When grief takes hold

Behind the song ‘Life Goes On’.

Last year I had my tenth miscarriage.

I find it strange that with each pregnancy hope for a second child would be reborn with renewed optimism. Excuses would be found for previous miscarriages that would make this pregnancy different. And then, as things started going wrong, I grew familiar with the pattern: shock and disbelief, a strong but all too brief sense of unreality, followed by anger… in my case, anger very clearly directed at God for allowing my hopes to be raised and then summarily dashed again; anger at wasted time, wasted hope, wasted plans. A deep sense of betrayal.

Followed by defeat.

And finally, the questions… questions that would linger on and rock the very foundation of my faith.

In the midst of my last storm, my Lord made something clear to me. He showed me the disciples, among a great crowd following Christ to Jerusalem on Palm Sunday, waving palm fronds and singing. Christ was their great hope, he was going to save the Jews from the oppression of the Romans, he came with wisdom, kindness and miracles and he turned life on its head.

But then, in the space of twenty-four hours, their great hope was betrayed, humiliated and sentenced to death by crucifixion.

Christ’s followers must have been waiting for him to do something to save himself, but he did nothing. They’d seen amazing miracles, and they’d witnessed extraordinary eloquence, but, in his own defence he did and said absolutely nothing.

I bet they continued to wait for a miracle right until the last moment on the cross when he gave up his spirit.

Then there must have been shock and disbelief, followed by anger and probably a palpable sense of betrayal.
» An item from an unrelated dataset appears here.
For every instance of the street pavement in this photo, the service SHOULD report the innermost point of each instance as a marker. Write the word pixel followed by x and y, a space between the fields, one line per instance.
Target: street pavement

On that Friday, all they felt they were left with was a broken body.

And then came defeat.

What God was showing me was that, whereas we know exactly why Christ suffered death, was buried and rose again – we get it, it is the very centre of everything we learn about Him – the disciples had none of this prior knowledge. They had very little clue as to what the greater plan was. Each stage had to be experienced in full Technicolor and could only be reviewed with the benefit of hindsight later.

But God knew the plan; in his hands a great miracle was being done.

In the midst of each of our personal tragedies, we will all suffer shock and disbelief, anger and finally defeat. But God wants to be with us to help us through the pain and to ease the burden.

And we can know, that in the depths of our pain … someone has been there before.